Inside, he found Hoosier and Tucker in the family room. Tucker was playing on the floor with his beloved wooden train set, and Hoosier was watching ESPN. Bibi wasn’t around, but Demon had known that when he’d pulled up—the garage door was open, and the space for her Caddy was empty.
His gratitude and trust for Hoosier and Bibi was boundless. They were giving him the best chance he’d ever had to be a father to his son. They’d been the closest thing to parents he’d ever had. Since he was nineteen, when he’d started hanging around the clubhouse, they’d treated him almost like a kid of their own. They’d given him a home and a family.
He didn’t blame Hoosier for taking it away. Demon had done that to himself.
Hoosier had kept it from being worse. He hadn’t lost his patch or his life, and both of those had been on the table for a vote. He’d been exiled, not excommunicated. Not ended. And things had turned out more or less okay.
As much as he’d been torn apart to be sent away from his only home, he’d felt like he fit as a Nomad right away. Rootlessness was something he understood. He’d partnered with Muse right off, and he’d found his first actual friend. They’d been rootless together, except when one or the other of them was inside, and that had been okay.

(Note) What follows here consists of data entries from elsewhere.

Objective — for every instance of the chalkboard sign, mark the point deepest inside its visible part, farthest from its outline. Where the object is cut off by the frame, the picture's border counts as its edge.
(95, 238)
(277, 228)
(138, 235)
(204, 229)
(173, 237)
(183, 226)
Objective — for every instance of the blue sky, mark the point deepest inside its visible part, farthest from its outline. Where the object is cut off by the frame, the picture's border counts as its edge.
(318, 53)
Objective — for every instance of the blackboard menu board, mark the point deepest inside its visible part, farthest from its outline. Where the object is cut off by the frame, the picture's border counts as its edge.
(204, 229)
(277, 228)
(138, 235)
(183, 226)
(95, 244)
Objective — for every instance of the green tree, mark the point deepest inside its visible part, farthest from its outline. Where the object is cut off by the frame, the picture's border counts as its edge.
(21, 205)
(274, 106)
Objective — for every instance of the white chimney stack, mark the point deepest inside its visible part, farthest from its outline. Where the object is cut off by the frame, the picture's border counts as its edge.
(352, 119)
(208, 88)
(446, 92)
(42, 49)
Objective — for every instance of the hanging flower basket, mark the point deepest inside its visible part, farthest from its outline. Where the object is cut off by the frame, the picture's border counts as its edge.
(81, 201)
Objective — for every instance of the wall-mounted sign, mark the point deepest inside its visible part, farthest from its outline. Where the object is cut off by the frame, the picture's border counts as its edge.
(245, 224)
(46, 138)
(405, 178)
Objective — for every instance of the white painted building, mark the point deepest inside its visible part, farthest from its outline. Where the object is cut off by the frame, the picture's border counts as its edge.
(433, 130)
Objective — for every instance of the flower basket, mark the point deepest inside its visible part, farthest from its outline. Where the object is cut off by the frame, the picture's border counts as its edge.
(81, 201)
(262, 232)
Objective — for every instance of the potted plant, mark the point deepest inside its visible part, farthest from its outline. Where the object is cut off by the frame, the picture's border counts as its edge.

And damn, the shit that the Nomads of their old club had been into. It was life or death business in those days, and they were up to their shoulders in it just about nonstop. Demon had found stability in the surge and release of adrenaline in a firefight, and he’d learned how to channel his darkness and violence into the work that needed doing. He’d found his calling as an enforcer. Sometimes he’d gone too far, but even so, he felt more a master of his impulses than he had before.
He’d been arrested a few times, and he’d done a couple of bids, but they were short enough. If his childhood had prepared him for nothing else, it had prepared him to survive prison. Even to thrive there.